Flylib.com

Books Software

 
 
 

Cluster Terminology


Cluster Terminology

There are several significant terms that any administrator must come to grips with early on when using MySQL Cluster. The three different types of nodes are storage, SQL, and management nodes. The following sections discuss their different roles within a cluster. We will also talk about the differences between the storage engine within a cluster compared to two other common engines: MyISAM and InnoDB.

How a MySQL Cluster Works

MySQL Cluster consists of standard MySQL daemons and special daemons that control the storage and execution of queries in the background. These two different parts can run on the same servers or different servers. However, there must be at least one standard MySQL server and two background nodes running, spread out over at least two servers. A third server is always required as an arbitrator (as you shall see shortly), so the minimum number of servers on which you can set up a highly available cluster in MySQL Cluster is three.

Note

Many people find the requirement for three servers impossible to believe and try to set up two-server clusters. However, you must have at least three physical servers to set up a highly available cluster in MySQL Cluster. It is not possible to do with two servers. We explain the reason for this later on in the book.


In simple terms, a query comes into a standard MySQL daemon and is then sent to a background daemon (that is, a "storage node"). This daemons decides whether to answer the query alone or with other storage nodes (for greater speed) if the query is read-only, or if the query is a write or update query, it initiates the write as part of a transaction on all storage nodes and undergoes a two-phase commit process to ensure that all the other storage nodes have received and acted on the write.

Different Parts of a Cluster in MySQL Cluster

MySQL Cluster has three separate types of nodes (that is, services that form part of a cluster): storage nodes, SQL nodes, and management nodes.
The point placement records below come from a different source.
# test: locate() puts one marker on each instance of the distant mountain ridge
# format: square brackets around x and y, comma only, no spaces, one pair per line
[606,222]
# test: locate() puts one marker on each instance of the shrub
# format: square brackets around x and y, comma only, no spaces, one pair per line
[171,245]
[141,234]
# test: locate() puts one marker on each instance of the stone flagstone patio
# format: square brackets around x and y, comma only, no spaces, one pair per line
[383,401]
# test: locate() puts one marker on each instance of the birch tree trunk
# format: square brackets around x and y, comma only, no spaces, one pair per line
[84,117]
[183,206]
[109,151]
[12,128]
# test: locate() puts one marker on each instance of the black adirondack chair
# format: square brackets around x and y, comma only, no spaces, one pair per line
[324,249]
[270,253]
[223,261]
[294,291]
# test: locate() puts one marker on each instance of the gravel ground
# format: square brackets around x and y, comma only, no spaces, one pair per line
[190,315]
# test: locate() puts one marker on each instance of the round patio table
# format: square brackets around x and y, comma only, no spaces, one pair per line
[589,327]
Nodes run on servers, and you can run multiple nodes on one physical server, subject to the limitations discussed later in this introduction.

Storage Nodes

Storage nodes store the fragments of data that make up the tables held in a cluster and do the early work in processing queries. Storage nodes require a large amount of RAM and relatively high-performance machines. The bulk of the processing is done on the storage nodes, and these are the nodes that an administrator spends most of his or her time tweaking. They are completely controlled from the management node via the configuration file and management client.

SQL Nodes

SQL nodes, which run on standard MySQL servers, are the nodes that applications can connect to. In small, simple clusters, these nodes are often run on the same physical servers as the storage nodes. Essentially, SQL nodes provide the "face" to the cluster and operate exactly as standard MySQL servers. They then connect to the storage nodes behind, which do the early processing on the queries and return the results for final processing at the SQL nodes. The amount of processing done on the SQL and storage nodes changes from query to query.

Management Nodes

Management nodes have two important roles: First, in most setups, they act as arbitrators if there are any networking problems between cluster nodes to decide which part of the cluster should remain alive . Second, they also are required when starting any other node in a cluster (they hold the configuration that each cluster node requires each time it starts), and they manage online backups . You can stop and restart storage and management nodes by issuing a signal from the management console, and you use the management server to get information about the current status of the cluster. You also use the management client as a central log of what is going on with the cluster. A cluster typically has one management node, although it is possible to have multiple management nodes.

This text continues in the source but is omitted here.